In a report, S&P said it expects the industry’s credit portfolio to deteriorate further as borrowers find it harder to honor their debts.
“This suggests a potentially more pronounced deterioration in asset quality in the first half of 2021 than in 2020. We expect the NPL ratio to drop to around 4.5% to 5% by the end of 2021,” Fitch said.
The latest data from Bangko Sentral ng Pilipinas (BSP) showed that the NPL ratio of Philippine banks eased slightly to 3.61% at the end of December 2020, from 3.78% in November last year, but higher the 2.04% recorded in December 2019.
“NPL’s ratio would have been higher without the regulatory forbearance granted by BSP last year,” Fitch said.
According to the Debt Monitor, the extent of the deterioration would largely depend on the momentum of the economic recovery, with exposures in the consumer sectors as well as small and medium-sized enterprises (SMEs) – where banks focused on growth – probably being the most tested.
He said the non-consumption ratio rose to 2.2% at the end of September from 1.5% at the end of 2019 due to micro, small and medium enterprises (MSMEs) and middle market enterprises, especially those in tourism. , retail and trade. properties that have been hit hard by the pandemic.

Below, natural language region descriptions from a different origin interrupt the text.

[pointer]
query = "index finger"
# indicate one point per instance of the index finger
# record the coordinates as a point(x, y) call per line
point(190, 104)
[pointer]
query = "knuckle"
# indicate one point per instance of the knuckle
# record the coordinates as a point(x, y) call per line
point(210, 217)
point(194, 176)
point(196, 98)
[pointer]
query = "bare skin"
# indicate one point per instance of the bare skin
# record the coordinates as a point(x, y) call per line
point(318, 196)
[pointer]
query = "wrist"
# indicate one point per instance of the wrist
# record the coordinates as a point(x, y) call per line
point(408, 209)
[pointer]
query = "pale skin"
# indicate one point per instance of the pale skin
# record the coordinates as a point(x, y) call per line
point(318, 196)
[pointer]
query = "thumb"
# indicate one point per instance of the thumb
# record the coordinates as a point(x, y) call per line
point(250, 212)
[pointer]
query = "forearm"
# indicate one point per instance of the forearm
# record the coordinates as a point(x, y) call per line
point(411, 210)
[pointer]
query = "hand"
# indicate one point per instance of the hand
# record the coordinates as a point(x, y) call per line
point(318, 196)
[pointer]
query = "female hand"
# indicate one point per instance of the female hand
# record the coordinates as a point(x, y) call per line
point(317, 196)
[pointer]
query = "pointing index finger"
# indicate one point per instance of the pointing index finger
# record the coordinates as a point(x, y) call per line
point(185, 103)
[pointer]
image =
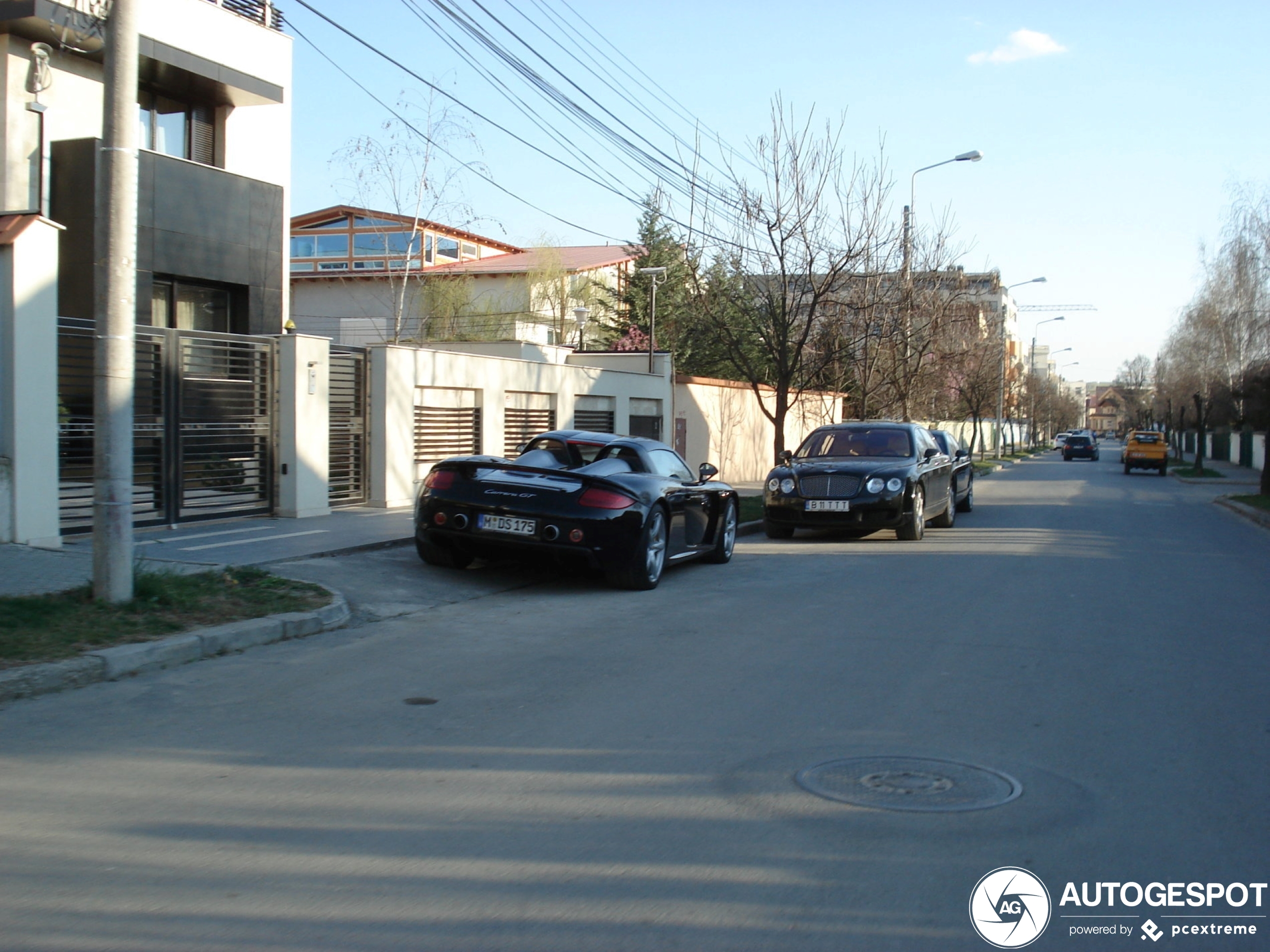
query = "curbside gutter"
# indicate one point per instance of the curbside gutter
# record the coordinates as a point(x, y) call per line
point(139, 658)
point(1249, 512)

Fitch said banks typically have high credit exposures to large corporations that have also been hit by the pandemic, with profits falling 60 to 80 percent last year.

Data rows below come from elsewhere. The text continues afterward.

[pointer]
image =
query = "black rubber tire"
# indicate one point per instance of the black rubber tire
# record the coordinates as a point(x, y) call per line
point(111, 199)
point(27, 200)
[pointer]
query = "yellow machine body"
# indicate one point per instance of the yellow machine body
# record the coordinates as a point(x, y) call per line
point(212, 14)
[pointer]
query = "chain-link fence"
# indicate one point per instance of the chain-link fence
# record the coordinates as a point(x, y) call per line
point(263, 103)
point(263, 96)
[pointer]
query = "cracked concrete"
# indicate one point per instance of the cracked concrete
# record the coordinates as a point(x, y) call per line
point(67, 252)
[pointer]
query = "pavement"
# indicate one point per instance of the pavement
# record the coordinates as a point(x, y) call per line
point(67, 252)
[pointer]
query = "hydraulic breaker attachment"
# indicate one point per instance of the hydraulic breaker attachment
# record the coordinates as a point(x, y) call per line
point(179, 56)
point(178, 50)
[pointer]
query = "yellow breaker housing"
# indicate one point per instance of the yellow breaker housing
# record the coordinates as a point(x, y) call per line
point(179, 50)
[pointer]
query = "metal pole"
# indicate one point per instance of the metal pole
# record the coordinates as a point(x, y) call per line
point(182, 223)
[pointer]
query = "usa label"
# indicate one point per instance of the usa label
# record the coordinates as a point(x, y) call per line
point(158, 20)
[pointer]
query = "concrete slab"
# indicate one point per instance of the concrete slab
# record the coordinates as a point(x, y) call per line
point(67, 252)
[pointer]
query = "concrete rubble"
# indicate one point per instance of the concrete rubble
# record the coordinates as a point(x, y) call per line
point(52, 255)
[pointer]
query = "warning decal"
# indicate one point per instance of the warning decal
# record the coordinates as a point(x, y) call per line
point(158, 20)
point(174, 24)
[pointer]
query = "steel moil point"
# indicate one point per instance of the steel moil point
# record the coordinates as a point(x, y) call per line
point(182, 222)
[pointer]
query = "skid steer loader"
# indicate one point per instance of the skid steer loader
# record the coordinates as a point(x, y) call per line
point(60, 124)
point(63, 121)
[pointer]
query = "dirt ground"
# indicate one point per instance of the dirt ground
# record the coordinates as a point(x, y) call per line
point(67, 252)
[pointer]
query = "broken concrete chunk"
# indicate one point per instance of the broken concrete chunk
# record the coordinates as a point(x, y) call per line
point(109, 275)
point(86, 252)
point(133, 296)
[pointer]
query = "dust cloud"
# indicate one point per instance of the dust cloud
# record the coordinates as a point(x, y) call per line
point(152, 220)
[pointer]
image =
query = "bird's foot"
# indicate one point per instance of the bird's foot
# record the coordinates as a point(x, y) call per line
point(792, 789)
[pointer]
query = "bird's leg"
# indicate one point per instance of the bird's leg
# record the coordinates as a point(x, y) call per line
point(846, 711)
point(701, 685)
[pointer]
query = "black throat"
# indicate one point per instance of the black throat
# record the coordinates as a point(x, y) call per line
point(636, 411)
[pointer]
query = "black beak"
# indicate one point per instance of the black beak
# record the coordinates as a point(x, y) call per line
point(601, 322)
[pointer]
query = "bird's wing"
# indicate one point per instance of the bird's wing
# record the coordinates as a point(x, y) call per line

The 30-day debt relief under Republic Act 11469 or the Bayanihan to Heal as One Act and the 60-day moratorium under RA 11494 or the Bayanihan to Recover as One Act both expired in the year last.
“The expiration of the repayment grace periods is expected to result in higher credit depreciation in the first half of 2021 and we expect the total ratio of non-performing assets in the system, which includes real estate and other assets, to reach 5.5-6% by the end. -2021, ”Fitch said.

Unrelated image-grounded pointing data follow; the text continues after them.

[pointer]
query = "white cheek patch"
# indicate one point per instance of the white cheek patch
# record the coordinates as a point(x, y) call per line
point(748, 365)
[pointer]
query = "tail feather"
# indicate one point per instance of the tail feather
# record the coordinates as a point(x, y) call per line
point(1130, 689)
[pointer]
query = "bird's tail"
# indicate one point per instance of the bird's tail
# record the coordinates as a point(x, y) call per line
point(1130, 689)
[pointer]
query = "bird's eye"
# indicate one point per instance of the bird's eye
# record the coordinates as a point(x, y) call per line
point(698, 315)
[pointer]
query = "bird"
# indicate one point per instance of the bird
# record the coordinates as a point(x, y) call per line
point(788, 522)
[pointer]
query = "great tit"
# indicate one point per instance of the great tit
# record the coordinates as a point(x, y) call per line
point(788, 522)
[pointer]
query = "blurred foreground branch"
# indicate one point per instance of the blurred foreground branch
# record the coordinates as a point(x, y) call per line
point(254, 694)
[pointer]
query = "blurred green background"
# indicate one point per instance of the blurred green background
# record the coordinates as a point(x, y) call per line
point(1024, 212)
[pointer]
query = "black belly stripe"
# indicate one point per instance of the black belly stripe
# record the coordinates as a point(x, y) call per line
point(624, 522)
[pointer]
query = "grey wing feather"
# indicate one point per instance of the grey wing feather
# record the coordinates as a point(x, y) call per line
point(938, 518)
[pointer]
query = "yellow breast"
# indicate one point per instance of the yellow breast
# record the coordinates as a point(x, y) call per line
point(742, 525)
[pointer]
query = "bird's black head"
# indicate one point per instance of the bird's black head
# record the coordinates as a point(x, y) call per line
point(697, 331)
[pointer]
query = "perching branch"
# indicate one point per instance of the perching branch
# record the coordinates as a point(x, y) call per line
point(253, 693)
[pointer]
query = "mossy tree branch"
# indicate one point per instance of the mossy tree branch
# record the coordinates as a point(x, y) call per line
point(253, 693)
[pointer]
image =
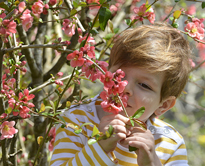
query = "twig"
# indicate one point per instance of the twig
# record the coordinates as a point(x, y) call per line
point(55, 46)
point(195, 105)
point(170, 12)
point(78, 21)
point(194, 1)
point(49, 82)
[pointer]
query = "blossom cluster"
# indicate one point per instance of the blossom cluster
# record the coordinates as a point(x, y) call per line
point(16, 105)
point(51, 137)
point(94, 69)
point(143, 12)
point(8, 26)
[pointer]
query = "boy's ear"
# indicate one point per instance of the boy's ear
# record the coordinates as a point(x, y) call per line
point(166, 105)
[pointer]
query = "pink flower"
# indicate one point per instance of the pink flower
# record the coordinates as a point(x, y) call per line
point(194, 30)
point(90, 40)
point(12, 102)
point(59, 74)
point(113, 8)
point(151, 17)
point(90, 51)
point(80, 31)
point(2, 15)
point(119, 74)
point(37, 7)
point(4, 115)
point(7, 130)
point(107, 79)
point(111, 103)
point(24, 111)
point(22, 6)
point(52, 135)
point(58, 82)
point(118, 87)
point(52, 2)
point(143, 13)
point(198, 21)
point(10, 26)
point(25, 97)
point(92, 1)
point(192, 63)
point(27, 20)
point(68, 27)
point(191, 10)
point(110, 107)
point(76, 58)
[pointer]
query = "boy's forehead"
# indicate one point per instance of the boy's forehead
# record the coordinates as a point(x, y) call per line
point(141, 72)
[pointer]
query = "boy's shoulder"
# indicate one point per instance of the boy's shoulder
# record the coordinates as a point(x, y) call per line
point(162, 129)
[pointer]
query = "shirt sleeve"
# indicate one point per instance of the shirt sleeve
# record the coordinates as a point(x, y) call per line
point(72, 149)
point(179, 157)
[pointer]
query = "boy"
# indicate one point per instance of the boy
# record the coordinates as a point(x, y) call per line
point(155, 60)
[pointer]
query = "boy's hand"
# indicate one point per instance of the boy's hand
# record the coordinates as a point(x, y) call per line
point(120, 131)
point(145, 144)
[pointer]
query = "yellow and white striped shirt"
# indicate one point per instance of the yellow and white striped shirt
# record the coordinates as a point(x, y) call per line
point(71, 149)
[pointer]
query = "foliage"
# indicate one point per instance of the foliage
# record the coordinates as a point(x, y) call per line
point(48, 49)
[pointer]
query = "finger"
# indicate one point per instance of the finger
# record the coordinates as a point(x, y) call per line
point(116, 116)
point(140, 145)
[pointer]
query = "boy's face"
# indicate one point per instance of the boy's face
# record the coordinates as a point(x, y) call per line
point(143, 89)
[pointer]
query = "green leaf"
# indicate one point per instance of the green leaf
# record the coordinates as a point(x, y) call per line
point(131, 149)
point(138, 113)
point(95, 131)
point(104, 16)
point(203, 5)
point(91, 141)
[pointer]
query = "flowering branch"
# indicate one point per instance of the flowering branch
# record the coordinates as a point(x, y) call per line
point(54, 46)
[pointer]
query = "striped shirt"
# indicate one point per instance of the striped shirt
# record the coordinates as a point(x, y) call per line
point(71, 149)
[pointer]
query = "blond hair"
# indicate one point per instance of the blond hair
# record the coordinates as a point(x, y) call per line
point(156, 48)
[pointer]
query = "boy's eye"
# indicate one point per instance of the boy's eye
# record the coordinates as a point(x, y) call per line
point(145, 86)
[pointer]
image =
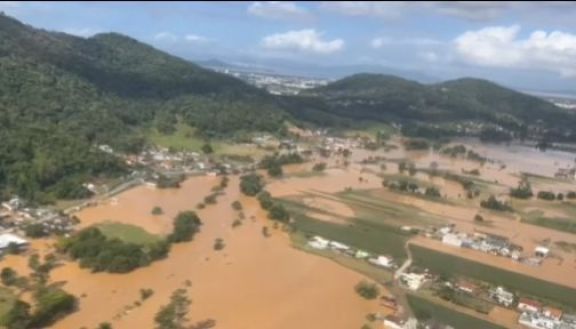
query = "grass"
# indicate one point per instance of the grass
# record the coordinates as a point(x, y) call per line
point(450, 265)
point(7, 300)
point(127, 233)
point(377, 274)
point(426, 309)
point(185, 139)
point(537, 217)
point(377, 238)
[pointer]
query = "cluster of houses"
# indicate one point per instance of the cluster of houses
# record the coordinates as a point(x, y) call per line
point(491, 244)
point(320, 243)
point(15, 215)
point(536, 316)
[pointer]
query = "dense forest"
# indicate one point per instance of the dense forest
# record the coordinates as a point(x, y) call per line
point(61, 96)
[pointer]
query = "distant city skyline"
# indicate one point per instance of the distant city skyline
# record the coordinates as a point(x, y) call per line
point(529, 45)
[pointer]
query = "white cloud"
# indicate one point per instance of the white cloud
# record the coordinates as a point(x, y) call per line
point(277, 10)
point(385, 9)
point(308, 40)
point(173, 38)
point(501, 46)
point(166, 36)
point(380, 42)
point(195, 38)
point(84, 32)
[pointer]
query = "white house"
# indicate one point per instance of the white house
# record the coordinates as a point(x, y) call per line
point(7, 239)
point(383, 261)
point(528, 305)
point(452, 240)
point(541, 251)
point(413, 280)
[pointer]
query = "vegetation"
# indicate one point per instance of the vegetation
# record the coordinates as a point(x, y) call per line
point(493, 204)
point(523, 191)
point(546, 195)
point(251, 184)
point(156, 211)
point(367, 290)
point(319, 167)
point(186, 225)
point(100, 253)
point(426, 310)
point(450, 266)
point(174, 315)
point(127, 233)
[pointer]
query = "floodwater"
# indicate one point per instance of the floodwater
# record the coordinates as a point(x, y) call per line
point(253, 283)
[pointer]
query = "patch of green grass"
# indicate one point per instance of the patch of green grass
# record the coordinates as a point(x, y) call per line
point(379, 275)
point(7, 299)
point(377, 238)
point(450, 265)
point(426, 309)
point(127, 233)
point(183, 139)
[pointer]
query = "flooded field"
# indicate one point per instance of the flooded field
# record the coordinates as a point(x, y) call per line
point(255, 282)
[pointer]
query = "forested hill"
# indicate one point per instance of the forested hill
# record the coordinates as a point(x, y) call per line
point(383, 97)
point(62, 95)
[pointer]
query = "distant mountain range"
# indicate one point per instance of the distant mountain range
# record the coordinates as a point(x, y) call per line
point(61, 95)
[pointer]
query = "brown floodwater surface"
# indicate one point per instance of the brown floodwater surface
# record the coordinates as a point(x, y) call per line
point(253, 283)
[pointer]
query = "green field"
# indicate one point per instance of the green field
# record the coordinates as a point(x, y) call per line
point(566, 223)
point(425, 309)
point(450, 265)
point(127, 233)
point(361, 266)
point(377, 238)
point(7, 299)
point(185, 139)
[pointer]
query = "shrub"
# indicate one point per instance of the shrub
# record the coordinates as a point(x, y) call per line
point(251, 184)
point(157, 211)
point(146, 293)
point(186, 225)
point(367, 290)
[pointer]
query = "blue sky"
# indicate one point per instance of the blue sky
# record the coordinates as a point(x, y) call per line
point(531, 45)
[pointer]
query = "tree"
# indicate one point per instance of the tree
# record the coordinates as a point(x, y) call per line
point(18, 317)
point(523, 191)
point(275, 170)
point(321, 166)
point(186, 225)
point(251, 184)
point(236, 205)
point(35, 230)
point(8, 276)
point(207, 148)
point(367, 290)
point(174, 315)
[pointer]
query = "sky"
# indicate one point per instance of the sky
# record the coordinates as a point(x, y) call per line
point(525, 44)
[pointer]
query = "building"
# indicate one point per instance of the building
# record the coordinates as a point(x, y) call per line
point(467, 287)
point(452, 240)
point(318, 243)
point(383, 261)
point(541, 251)
point(393, 322)
point(502, 296)
point(552, 313)
point(8, 239)
point(413, 281)
point(529, 305)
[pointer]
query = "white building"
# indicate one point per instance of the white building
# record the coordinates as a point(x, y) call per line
point(413, 281)
point(383, 261)
point(452, 240)
point(7, 239)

The credit rating agency said consumer loans, which account for 19% of total loans, suffered the worst write-downs as the effects of the crisis continued to trickle down to the economy, NPL’s overall ratio consumption reaching a 10-year high of 8.5%. at the end of September last year, more than double the 2019 level of 4.1%.
The ratio, he said, was sparked by a severe shock in the labor market, where the unemployment rate hit 17.6% in April last year during the tightest lockdown before it collapsed. moderate to 8.7% in October of last year.
However, Fitch said the improvement in the national unemployment rate had not translated into better quality consumer credit assets.
“Employment is expected to improve as economic activity picks up, but we expect the labor market slowdown to persist for at least several quarters. There will likely be lagged effects as the drop in income seeps into the quality of consumer loans, suggesting that the NPL ratio is likely to remain high in 2021, even if banks write off more. aggressive bad loans, ”Fitch said.